Za to zaczyna się czas ciemierników. Kupione kilka lat temu niewielki sadzonki nieco się rozrosły, więc w zeszłym roku rozsadziłam je i mam teraz ciemierniki i przed domem i za domem.


Wydaje mi się, że przed domem, przy rododendronach, mają lepsze stanowisko a i lepiej są tam wyeksponowane.


Powoli i tulipany i narcyzy zaczynają piąć się w górę - jeszcze kilka dni i zażółci się koło domu.


niedziela, 19 lutego 2017

Hultajstwo w tarapatach

Na początku lutego zadzwoniła do mnie pani dyrektor ze szkoły, żeby mnie powiadomić, że Krzysiek narozrabiał. W tarapaty wpadli razem z kolegą.

Po pierwsze, w czasie zajęć rysowali sobie Statuę Wolności  i nie o sam fakt przekładania wartości artystycznych nad zajęcia dydaktyczne chodziło, ale o to, że Statuę przedstawili w wersji męskiej ze szczegółami anatomicznymi. Wiadomo, diabeł tkwi w szczegółach.

Po drugie, chłopcy licytowali się, kto wymyśli najbardziej "śmiertelny" kawał jaki można komuś wywinąć. Krzysiek wymyślił dolanie do butelki z wodą odkażacza do rąk. Kolega uznał pomysł za doskonały i jeszcze tego samego dnia go zrealizował. A następnego dnia obaj chłopcy wylądowali na dywaniku u pani dyrektor.

Pani dyrektor poinformowała chłopców, że takie obsceniczne rysunki są obraźliwe i dlatego nie należy ich rysować a wychowawczynię poinstruowała, że ma pilnować by obaj zawsze mieli dodatkowe zadania do wykonania kiedy już uporają się z tymi zaplanowanymi, by nie mieli czasu na zabawy w artystów specjalizujących się w aktach.

Natomiast sprawa odkażacza do rąk dodanego do butelki z wodą została potraktowana bardziej poważnie. Najpierw pielęgniarka szkolna przeszkoliła obu w kwestii potencjalnych zagrożeń wynikających z tego typu kawałów, a pani dyrektor przeprowadziła z nimi rozmowę mającą na celu uświadomienie im różnicy pomiędzy światem realnym a fikcją z zaznaczeniem, że to co jest zabawne i dopuszczalne w filmach, książkach i na uTube, w realnym życiu, rządzącym się innymi zasadami, nie jest już takie zabawne i nie powinno mieć miejsca.

Potem chłopcy mieli do wykonania szereg projektów związanych tematycznie z zatruciami, kawałami, które mogą stanowić zagrożenie zdrowia lub nawet życia, stosowności takowych.

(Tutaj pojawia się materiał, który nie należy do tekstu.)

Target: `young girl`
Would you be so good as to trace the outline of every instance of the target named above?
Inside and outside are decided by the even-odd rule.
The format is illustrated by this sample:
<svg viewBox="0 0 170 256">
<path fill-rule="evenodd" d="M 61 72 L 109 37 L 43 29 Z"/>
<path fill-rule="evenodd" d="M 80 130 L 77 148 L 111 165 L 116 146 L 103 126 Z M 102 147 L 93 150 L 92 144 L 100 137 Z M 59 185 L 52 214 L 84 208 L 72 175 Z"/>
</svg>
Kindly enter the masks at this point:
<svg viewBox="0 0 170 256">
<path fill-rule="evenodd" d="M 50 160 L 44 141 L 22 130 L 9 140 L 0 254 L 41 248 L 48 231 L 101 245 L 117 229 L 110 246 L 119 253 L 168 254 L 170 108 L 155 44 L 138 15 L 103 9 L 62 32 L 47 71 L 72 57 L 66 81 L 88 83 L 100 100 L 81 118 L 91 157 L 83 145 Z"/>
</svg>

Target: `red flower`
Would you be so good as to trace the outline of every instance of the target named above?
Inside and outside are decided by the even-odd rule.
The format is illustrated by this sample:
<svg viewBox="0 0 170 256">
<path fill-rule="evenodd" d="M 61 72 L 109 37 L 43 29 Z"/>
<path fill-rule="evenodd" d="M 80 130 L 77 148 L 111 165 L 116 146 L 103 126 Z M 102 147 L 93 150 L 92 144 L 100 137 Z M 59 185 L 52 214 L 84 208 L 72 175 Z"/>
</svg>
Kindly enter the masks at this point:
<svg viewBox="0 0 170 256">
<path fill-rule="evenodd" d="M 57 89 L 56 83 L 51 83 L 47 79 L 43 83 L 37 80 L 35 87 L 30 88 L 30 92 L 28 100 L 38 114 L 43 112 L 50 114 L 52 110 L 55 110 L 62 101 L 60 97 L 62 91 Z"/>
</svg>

Ciągnęło się to przez kilka dni, a czwartego (ostatniego) dnia chłopcy dostali do rozwiązania quiz, i chyba przekonali panią dyrektor, że pojęli, że fikcyjny świat ma się nijak do rzeczywistego, w którym oni funkcjonuję, a także, że dotarło do nich, że żarty mają dość wyraźnie zarysowane granice, których przekraczać nie wolno bo w końcu im odpuściła.

Przez te wszystkie dni Krzysiek w domu zażarcie odmawiał okazania jakiejkolwiek skruchy o uznaniu winy nawet nie wspominając, aż w końcu tego ostatniego dnia przyznał, że źle zrobili i że nie warto było.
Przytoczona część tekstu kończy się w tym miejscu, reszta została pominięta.